I think the biggest lie that a person can tell themselves is that they're ok. One of the most cliche thing is "it's ok to not be ok" but it's so incredibly true. Think about it. Think of a situation where you had something so devastating happen. Do you have it? Good. Now think about how not ok you were in that moment.
There's people in the world that think they have to be strong in every situation but that's not true. There's people who think that it's not ok to not have it all together. There's people in this world who believe they aren't allowed to cry. That is wrong.
Every person should be able to mourn loss. Whether a physical, tangible loss or an emotional, mental loss.
In high school I thought I wasn't able to show my true emotions. I was literally a wall. I didn't mourn any kind of loss. I didn't tell myself it was ok to cry, laugh, smile, love, or show happiness. I faked almost every part of who I was- even into college.
My soul still hurts for that girl I was, so broken and sad. Luckily I have a friend who gets me. She went through a lot of the same things and sees most things how I see them. She had self destructive behaviors too but we have grown together. She taught me it is ok to have emotion and process my feelings and show who I really am.

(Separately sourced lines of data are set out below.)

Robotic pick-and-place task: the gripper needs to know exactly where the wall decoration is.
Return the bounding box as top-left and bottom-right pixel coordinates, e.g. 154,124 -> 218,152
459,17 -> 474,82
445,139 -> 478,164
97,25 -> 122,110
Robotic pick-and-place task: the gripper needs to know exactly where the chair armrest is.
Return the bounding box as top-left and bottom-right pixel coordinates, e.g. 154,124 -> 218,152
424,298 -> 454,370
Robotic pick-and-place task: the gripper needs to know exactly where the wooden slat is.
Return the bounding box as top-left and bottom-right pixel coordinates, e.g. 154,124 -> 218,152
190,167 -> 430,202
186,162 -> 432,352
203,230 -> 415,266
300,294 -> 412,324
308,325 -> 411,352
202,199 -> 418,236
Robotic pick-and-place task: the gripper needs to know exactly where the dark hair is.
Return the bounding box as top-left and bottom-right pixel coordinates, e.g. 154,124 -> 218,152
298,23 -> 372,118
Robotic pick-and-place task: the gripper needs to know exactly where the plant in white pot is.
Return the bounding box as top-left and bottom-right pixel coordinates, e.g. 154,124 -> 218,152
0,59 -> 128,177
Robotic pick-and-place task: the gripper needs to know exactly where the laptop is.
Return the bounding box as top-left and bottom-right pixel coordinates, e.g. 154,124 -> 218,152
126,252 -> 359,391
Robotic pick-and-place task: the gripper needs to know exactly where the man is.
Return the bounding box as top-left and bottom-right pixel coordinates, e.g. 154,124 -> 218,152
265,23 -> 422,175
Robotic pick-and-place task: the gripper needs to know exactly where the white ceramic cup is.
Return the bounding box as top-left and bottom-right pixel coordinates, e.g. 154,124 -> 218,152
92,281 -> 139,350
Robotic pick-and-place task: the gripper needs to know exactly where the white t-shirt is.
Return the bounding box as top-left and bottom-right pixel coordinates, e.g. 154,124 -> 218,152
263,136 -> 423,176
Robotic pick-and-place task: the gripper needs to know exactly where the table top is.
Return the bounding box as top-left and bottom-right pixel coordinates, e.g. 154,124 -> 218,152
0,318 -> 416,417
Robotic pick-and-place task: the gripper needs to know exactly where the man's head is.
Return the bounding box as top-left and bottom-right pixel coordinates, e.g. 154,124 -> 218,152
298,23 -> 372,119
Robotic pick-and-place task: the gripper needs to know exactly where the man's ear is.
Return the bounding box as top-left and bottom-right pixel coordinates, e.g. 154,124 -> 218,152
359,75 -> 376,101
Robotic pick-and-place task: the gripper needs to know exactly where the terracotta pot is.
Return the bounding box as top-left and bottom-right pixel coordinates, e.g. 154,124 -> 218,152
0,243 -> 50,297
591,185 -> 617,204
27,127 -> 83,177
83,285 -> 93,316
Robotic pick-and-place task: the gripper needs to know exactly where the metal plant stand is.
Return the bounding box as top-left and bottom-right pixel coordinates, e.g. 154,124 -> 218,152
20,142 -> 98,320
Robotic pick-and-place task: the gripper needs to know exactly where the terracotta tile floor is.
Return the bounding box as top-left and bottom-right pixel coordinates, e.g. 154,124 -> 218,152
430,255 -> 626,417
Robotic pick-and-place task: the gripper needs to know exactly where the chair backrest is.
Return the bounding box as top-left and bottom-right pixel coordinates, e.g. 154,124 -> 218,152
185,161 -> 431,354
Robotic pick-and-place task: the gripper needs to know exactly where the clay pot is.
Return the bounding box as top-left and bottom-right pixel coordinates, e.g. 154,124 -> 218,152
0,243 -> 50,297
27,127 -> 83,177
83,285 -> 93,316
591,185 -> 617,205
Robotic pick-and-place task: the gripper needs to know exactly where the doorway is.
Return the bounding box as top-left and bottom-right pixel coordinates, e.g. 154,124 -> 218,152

Those car rides and long talks and even the seemingly insignificant times we talked during basketball and soccer seasons with her have shaped so much of my emotional ability to process and I wouldn't be who I am without her friendship. It is not wrong to feel something so deeply that it breaks you. It is not wrong to cry alone or cry with someone. It is not wrong to miss someone or something or a dream or idea you have. Mourn those things now so you don't get bitter but don't stay in that mindset. Don't play the victim because you are more than that.
You are a survivor. You are worthy. You are valuable. Someone out in the world loves you and I'm rooting for you and praying for you but most of all, Jesus loves you. Hold onto that.